You’ve been groggy with fatigue all day, but as soon as you go to bed you’re wide awake. For the first time all day, you’re fully alert.
Even though you were too tired to stand fully upright you went for a long walk after lunch to make sure you’d be physically as well as mentally tired when you went to bed. And you are – absolutely exhausted. But when you go to bed you toss & turn until eventually you give up & go downstairs again.
I wrote that more than two years ago. I’d slept badly for as long as I could remember – it was unusual for me not to feel drowsy, as if I was thinking through a fog. If ever I wanted to pull a sickie at secondary school, all I had to do was not put on my under-eye concealer in the morning and I’d get sent home immediately by a concerned teacher. I was always reluctant to get up, and always exhausted when I did.
Now, if that happens because you’ve been up all night partying and then had an early start, that’s just your body’s healthy reaction to fatigue.

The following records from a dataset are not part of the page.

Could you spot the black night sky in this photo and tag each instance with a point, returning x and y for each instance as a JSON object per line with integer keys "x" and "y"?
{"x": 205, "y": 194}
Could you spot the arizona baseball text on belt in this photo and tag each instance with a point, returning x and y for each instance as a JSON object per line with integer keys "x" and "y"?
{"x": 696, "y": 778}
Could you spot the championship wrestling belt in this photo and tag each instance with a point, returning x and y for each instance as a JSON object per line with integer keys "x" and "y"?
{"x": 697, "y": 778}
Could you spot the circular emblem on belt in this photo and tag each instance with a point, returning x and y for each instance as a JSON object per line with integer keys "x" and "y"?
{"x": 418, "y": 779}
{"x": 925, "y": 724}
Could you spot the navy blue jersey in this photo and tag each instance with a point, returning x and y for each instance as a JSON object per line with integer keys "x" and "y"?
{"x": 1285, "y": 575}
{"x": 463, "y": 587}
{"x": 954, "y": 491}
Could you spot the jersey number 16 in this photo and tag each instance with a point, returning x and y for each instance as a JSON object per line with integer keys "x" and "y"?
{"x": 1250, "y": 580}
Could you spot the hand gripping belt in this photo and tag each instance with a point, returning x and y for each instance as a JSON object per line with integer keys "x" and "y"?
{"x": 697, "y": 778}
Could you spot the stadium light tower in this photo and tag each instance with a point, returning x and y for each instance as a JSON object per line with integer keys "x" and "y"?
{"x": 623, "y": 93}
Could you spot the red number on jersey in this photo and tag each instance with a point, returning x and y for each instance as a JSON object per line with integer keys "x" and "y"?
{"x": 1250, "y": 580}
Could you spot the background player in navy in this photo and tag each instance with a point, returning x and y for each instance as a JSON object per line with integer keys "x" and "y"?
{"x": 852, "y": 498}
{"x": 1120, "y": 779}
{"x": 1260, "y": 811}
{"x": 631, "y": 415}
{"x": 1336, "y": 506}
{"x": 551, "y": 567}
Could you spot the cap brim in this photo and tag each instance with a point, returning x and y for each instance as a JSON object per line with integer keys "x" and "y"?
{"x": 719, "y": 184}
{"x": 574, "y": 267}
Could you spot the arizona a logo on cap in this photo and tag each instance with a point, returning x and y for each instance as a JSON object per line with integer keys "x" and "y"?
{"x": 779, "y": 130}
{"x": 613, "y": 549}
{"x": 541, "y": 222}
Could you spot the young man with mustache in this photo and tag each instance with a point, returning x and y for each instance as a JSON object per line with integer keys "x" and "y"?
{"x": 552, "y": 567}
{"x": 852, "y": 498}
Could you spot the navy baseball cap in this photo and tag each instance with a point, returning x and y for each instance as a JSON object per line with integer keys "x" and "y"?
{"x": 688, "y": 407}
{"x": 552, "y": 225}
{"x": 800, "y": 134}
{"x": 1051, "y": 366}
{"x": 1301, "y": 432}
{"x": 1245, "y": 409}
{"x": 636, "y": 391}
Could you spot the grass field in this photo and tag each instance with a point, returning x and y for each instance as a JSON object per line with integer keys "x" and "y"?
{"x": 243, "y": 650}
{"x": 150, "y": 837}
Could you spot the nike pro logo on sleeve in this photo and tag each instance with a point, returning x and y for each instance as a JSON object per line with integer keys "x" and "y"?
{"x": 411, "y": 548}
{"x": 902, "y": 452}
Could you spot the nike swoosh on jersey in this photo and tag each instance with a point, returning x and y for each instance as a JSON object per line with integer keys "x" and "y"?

If it happens even though you spent nine hours in bed, because you spent so long trying but failing to go to sleep, and if that’s not the exception for you but the norm, then you’re into life-blighting territory.
Insomnia has affected me when life’s been stressful and when it’s been good; when I’ve set my own schedule and when I’ve had a timetable imposed by work; when I’ve been living on my own and when I’ve had flatmates; when I’ve taken daytime naps and when I haven’t; when I’ve been a couch potato and when I’ve been sporty.
I don’t know when I started sleeping badly, but I do remember that adults started commenting on the shadows under my eyes while I was still at primary school, and that when I was 13 or 14 I started using concealer every day to cover them up. I thought it was normal, the way kids do think that whatever they’re used to is the norm for everyone, but then I started to notice that at sleepovers and things I was always the last one to fall asleep, by a long shot. Later, at university, on evenings when I had an exam the next day and other people didn’t, I’d stay in and go to bed while they went out. It didn’t make any difference, though: I’d still be wide awake when they came home.
In my teens and twenties, and well into my thirties, I thought it was something I couldn’t change. Finally, though, after three nights with a total of about 14 hours’ sleep, I was just so desperate I decided to try anyway.
So I started Googling, and reading, and watching documentaries and YouTube videos – I was after any information I could get. It came as a revelation to find out that one of the criteria for diagnosing insomnia was taking more than 30 minutes to fall asleep – I don’t think I’d ever fallen asleep in less than an hour without alcohol or a general anaesthetic, and usually it was more like an hour and a half.
The big question that even I ask when I think about my insomnia is why on earth I didn’t do something about it years before. But at first I thought that was how it was for everyone, and later I thought that was how it would always be for me. In a way it reminds me of people who are obese and think they can’t do anything about it because their bodies are just made that way: both they and I thought there was something innate and unusual about our bodies that caused our problems. To be fair, people with weight problems have often been told precisely that.
The point is, thank goodness, insomnia wasn’t inevitable for me and probably isn’t for the vast majority of people, either. I watched this programme (apparently no longer available), and bought this book, and the results have been fantastic, though not fast.
The reason I’m telling you this is that tackling insomnia has made a huge difference to my life, and if even one person who reads this decides to do something similar, I’ll be glad. If you can identify with this guy, I’m talking to you. Having insomnia is miserable, and long-term, and it doesn’t just go away by itself. Do something about it – you’ll be so glad you did.